If you would like to see the explain for the first query I can provide it but it will be in the afternoon :slight_smile:

Do anybody has any suggestions here?

Complicated use-case take more time and most of us here are not paid to do that while you probably are by your employer. So sometimes you need to be patient.

1 - Doing $in on 1000 element is probably expensive no matter what
2 - If this is a very frequent use-case, it might be worth while to keep lastUpdated per idObject in a separate collection, some kind of computed pattern
3 - Do you really need the object idObject that holds the single field _id?
4 - It might help simplifying the $filter to

{ 'input' : '$coll.idObject._id', as : 'id', cond : { $in : [ '$$id', <array of IDs> ] }

Hello Steeve!
I’m not pushing you to answer, just trying to find a solution for that, and wanted to refresh that topic after a month :slight_smile:

I was thinking about it, as lowering it up to 100 elements fastens up the query a little bit, but running it 10 times makes it similar in elapsed execution time.

That’s good idea.
Everything I do up to the $group stage is working extremely fast.
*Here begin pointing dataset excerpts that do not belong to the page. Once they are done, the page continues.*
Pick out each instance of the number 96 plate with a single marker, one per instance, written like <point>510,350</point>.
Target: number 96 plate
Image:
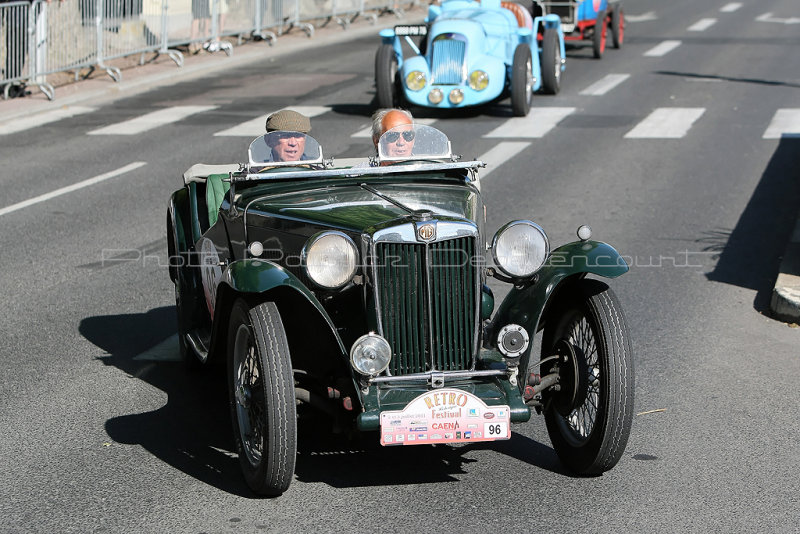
<point>445,416</point>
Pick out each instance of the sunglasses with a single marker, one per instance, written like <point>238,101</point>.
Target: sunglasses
<point>408,135</point>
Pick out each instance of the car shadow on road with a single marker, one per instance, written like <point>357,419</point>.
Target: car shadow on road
<point>750,257</point>
<point>191,432</point>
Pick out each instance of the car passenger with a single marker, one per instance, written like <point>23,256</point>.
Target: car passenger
<point>288,144</point>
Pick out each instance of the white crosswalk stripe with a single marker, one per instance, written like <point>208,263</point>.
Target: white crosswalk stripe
<point>32,121</point>
<point>151,120</point>
<point>501,153</point>
<point>537,124</point>
<point>662,49</point>
<point>666,123</point>
<point>605,84</point>
<point>702,25</point>
<point>785,123</point>
<point>367,132</point>
<point>730,8</point>
<point>257,126</point>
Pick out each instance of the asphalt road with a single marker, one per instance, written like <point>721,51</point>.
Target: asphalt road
<point>102,431</point>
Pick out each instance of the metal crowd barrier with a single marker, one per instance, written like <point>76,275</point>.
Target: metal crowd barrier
<point>40,38</point>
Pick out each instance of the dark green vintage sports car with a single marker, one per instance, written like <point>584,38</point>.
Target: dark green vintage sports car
<point>360,290</point>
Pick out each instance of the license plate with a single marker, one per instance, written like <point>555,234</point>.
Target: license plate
<point>445,416</point>
<point>411,30</point>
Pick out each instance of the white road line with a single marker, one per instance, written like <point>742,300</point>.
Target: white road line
<point>785,123</point>
<point>666,123</point>
<point>662,49</point>
<point>501,153</point>
<point>74,187</point>
<point>606,84</point>
<point>730,8</point>
<point>18,125</point>
<point>367,132</point>
<point>151,120</point>
<point>538,122</point>
<point>701,25</point>
<point>257,126</point>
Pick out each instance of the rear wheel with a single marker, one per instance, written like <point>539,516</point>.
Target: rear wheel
<point>261,396</point>
<point>386,76</point>
<point>600,34</point>
<point>589,419</point>
<point>617,25</point>
<point>551,62</point>
<point>521,81</point>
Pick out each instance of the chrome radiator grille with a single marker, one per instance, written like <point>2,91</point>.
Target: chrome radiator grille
<point>447,63</point>
<point>427,304</point>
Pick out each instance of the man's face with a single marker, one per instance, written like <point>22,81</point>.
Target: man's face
<point>289,146</point>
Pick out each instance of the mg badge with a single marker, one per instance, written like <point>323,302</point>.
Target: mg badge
<point>426,232</point>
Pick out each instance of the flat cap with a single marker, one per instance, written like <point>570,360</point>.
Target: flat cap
<point>288,120</point>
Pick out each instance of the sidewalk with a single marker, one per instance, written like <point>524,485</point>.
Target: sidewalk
<point>785,303</point>
<point>100,88</point>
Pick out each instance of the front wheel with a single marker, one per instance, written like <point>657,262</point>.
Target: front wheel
<point>617,25</point>
<point>589,433</point>
<point>261,397</point>
<point>600,35</point>
<point>385,76</point>
<point>551,62</point>
<point>521,81</point>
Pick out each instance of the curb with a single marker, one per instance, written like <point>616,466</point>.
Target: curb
<point>134,81</point>
<point>785,303</point>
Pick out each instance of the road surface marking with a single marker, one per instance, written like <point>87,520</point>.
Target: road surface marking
<point>730,8</point>
<point>662,49</point>
<point>24,123</point>
<point>702,25</point>
<point>367,132</point>
<point>538,122</point>
<point>644,17</point>
<point>785,123</point>
<point>258,126</point>
<point>74,187</point>
<point>151,120</point>
<point>606,84</point>
<point>499,154</point>
<point>666,123</point>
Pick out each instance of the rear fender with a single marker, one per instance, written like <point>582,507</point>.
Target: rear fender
<point>528,305</point>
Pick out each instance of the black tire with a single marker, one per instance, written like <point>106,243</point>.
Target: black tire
<point>600,35</point>
<point>521,81</point>
<point>261,397</point>
<point>551,62</point>
<point>386,76</point>
<point>591,438</point>
<point>617,25</point>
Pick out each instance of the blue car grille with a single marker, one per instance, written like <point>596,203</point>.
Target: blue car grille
<point>447,62</point>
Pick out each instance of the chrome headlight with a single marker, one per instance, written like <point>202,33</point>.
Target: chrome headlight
<point>370,355</point>
<point>478,80</point>
<point>415,80</point>
<point>520,248</point>
<point>330,259</point>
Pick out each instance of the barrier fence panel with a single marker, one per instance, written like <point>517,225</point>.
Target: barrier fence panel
<point>14,20</point>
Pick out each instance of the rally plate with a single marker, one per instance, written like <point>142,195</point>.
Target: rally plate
<point>445,416</point>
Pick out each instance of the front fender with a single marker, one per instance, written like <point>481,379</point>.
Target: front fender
<point>255,276</point>
<point>527,305</point>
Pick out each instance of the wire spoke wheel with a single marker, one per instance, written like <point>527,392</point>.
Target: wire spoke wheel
<point>590,435</point>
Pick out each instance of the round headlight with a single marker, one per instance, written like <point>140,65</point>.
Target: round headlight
<point>330,259</point>
<point>370,355</point>
<point>520,248</point>
<point>478,80</point>
<point>415,80</point>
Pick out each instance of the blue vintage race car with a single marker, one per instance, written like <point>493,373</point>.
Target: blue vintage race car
<point>469,53</point>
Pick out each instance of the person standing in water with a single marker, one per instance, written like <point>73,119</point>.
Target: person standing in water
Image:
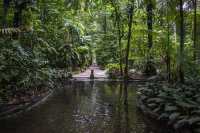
<point>92,74</point>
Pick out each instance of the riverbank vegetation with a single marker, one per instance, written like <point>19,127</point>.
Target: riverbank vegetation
<point>43,40</point>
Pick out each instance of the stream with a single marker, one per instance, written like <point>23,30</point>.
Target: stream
<point>85,107</point>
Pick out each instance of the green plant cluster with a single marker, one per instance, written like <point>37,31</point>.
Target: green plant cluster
<point>179,105</point>
<point>113,71</point>
<point>40,41</point>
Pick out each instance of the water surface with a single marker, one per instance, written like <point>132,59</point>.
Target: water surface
<point>84,107</point>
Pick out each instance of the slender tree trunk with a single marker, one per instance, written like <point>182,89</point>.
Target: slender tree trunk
<point>168,53</point>
<point>150,23</point>
<point>119,42</point>
<point>5,12</point>
<point>120,50</point>
<point>195,29</point>
<point>128,43</point>
<point>182,35</point>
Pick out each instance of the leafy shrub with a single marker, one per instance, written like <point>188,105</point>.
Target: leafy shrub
<point>178,104</point>
<point>113,70</point>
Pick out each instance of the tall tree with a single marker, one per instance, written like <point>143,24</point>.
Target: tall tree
<point>118,19</point>
<point>182,36</point>
<point>130,22</point>
<point>195,28</point>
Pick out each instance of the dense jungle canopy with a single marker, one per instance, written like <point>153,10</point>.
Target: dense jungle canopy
<point>44,41</point>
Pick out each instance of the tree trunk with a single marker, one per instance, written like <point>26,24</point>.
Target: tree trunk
<point>195,29</point>
<point>182,35</point>
<point>6,4</point>
<point>119,41</point>
<point>150,23</point>
<point>168,63</point>
<point>128,43</point>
Sometimes, after the penultimate step I have up to 120k records, and then we have a grouping which takes 10 seconds.
I thought that maybe grouping it in Java would be more efficient.

The main idea behind that query is to get lastUpdated for externalId grouped by _id.
Maybe keeping it in different collection will be that I’m looking for. Or I will find another solution to get that information and keep it updated.

It keeps the ID type information along with the ID in string, I have not mentioned it in example object body, sorry.

I will give it a go! :slight_smile:

I also tried to get that information without filtering, it is around 1kk documents to scan for some externalId before the $group stage, and it takes up to 10 seconds to group it by lastUpdated.
Getting the documents is ~0.1/2 sec per externalId cause it is using index.
After that, grouping slows down significantly. Thank you for your ideas, I’ll try something tomorrow.